At first I was worried that every Stack Overflow page was 1.5 times slower than it should be. But then I realized it's probably more realistic to make sure that any page we generate isn't doing 500 freakin' thousand queries! Have we found ourselves in the sad tragedy of micro-optimization theater ... again? I think we might have. Now I'm just depressed.
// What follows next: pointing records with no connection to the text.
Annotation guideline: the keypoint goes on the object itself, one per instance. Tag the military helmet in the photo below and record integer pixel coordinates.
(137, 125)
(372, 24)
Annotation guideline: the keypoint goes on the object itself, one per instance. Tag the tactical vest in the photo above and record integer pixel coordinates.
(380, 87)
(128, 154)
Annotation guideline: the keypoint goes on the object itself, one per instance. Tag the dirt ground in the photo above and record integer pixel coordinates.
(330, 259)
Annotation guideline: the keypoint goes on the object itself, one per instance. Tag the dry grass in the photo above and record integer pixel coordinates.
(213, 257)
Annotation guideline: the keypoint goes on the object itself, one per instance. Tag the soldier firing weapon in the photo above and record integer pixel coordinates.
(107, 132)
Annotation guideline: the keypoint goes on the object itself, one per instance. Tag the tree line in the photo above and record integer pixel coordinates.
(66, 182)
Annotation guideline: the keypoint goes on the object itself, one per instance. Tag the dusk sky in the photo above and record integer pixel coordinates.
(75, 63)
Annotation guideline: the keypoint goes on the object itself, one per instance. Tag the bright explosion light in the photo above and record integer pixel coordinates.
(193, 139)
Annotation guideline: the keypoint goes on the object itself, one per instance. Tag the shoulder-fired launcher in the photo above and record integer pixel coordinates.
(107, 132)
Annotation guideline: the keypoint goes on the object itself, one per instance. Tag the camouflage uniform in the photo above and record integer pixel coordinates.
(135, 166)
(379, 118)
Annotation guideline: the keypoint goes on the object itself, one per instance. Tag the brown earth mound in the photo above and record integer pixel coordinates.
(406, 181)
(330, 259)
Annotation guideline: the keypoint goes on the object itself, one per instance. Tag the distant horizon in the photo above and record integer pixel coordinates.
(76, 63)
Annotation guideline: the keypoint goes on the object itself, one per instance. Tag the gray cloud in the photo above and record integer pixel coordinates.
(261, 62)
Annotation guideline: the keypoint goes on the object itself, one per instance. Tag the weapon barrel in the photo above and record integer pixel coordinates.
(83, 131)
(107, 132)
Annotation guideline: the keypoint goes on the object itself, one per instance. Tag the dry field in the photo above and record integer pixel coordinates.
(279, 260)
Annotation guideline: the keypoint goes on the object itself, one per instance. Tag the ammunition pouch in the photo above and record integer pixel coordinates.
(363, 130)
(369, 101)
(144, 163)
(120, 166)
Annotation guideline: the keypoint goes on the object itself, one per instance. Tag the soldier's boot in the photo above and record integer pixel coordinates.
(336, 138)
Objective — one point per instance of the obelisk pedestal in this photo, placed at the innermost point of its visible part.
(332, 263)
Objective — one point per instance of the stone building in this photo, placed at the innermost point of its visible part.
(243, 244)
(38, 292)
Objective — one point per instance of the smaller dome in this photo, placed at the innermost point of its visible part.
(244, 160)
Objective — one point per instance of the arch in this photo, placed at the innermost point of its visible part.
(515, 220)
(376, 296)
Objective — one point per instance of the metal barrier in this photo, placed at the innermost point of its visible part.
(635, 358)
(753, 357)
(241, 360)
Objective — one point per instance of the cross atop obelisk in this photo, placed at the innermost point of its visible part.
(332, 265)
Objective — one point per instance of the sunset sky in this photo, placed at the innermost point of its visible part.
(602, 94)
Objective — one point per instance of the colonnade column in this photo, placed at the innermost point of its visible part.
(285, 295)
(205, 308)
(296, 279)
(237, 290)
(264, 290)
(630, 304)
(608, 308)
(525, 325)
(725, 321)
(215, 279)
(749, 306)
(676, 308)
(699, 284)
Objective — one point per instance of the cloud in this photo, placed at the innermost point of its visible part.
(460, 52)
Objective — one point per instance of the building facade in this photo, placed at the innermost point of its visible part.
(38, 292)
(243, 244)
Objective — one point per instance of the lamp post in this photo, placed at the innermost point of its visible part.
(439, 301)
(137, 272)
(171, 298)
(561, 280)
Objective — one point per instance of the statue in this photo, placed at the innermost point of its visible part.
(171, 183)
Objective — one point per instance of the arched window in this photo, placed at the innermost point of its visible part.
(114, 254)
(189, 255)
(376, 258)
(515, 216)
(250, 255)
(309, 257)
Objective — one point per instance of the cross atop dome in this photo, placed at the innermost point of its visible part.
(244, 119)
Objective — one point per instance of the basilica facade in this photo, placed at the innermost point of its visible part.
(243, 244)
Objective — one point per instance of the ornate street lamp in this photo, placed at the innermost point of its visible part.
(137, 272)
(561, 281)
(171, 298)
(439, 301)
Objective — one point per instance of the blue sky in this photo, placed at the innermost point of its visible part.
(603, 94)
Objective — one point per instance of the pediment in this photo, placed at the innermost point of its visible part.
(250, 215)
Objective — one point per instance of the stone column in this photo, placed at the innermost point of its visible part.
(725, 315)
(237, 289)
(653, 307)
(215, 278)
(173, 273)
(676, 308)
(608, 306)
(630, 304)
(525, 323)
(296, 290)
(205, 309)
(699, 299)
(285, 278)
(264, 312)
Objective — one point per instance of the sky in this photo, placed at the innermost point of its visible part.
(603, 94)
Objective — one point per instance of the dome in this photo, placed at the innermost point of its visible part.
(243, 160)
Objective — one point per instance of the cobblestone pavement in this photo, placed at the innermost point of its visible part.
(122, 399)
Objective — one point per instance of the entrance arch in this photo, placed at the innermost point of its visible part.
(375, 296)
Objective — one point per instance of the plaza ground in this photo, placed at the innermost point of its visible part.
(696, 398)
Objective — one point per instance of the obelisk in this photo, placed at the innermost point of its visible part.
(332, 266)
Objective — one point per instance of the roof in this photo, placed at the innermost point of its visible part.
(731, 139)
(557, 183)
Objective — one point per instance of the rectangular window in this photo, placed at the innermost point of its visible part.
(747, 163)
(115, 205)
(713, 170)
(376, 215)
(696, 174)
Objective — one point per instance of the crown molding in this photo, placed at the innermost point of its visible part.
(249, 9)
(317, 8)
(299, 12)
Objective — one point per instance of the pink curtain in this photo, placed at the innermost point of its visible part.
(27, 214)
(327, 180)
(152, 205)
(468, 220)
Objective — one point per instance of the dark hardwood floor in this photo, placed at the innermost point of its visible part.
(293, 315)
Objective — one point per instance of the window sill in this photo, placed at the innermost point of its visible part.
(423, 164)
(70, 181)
While it's arguably correct to say that every compiled Linq query (or for that matter, any compiled anything) will be faster, your decisions should be a bit more nuanced than compiled or bust. How much benefit you get out of compilation depends how many times you're doing it. Rico would be the first to point this out, and in fact he already has:

Testing 1 batches of 5000 selects

uncompiled 543.48 selects/sec compiled 925.75 selects/sec

Testing 5000 batches of 1 selects

uncompiled 546.03 selects/sec compiled 461.89 selects/sec

Have I mentioned that Rico is the man? Do you see the inversion here? Either you're doing 1 batch of 5000 queries, or 5000 batches of 1 query. One is dramatically faster when compiled; the other is actually a big honking net negative if you consider the developer time spent converting all those beautifully, wonderfully simple Linq queries to the contorted syntax necessary for compilation. Not to mention the implied code maintenance.

I'm a big fan of compiled languages. Even Facebook will tell you that PHP is about as half as fast as it should be on a good day with a tailwind. But compilation alone is not the entire performance story. Not even close. If you're compiling something -- whether it's PHP, a regular expression, or a Linq query, don't expect a silver bullet, or you may end up disappointed.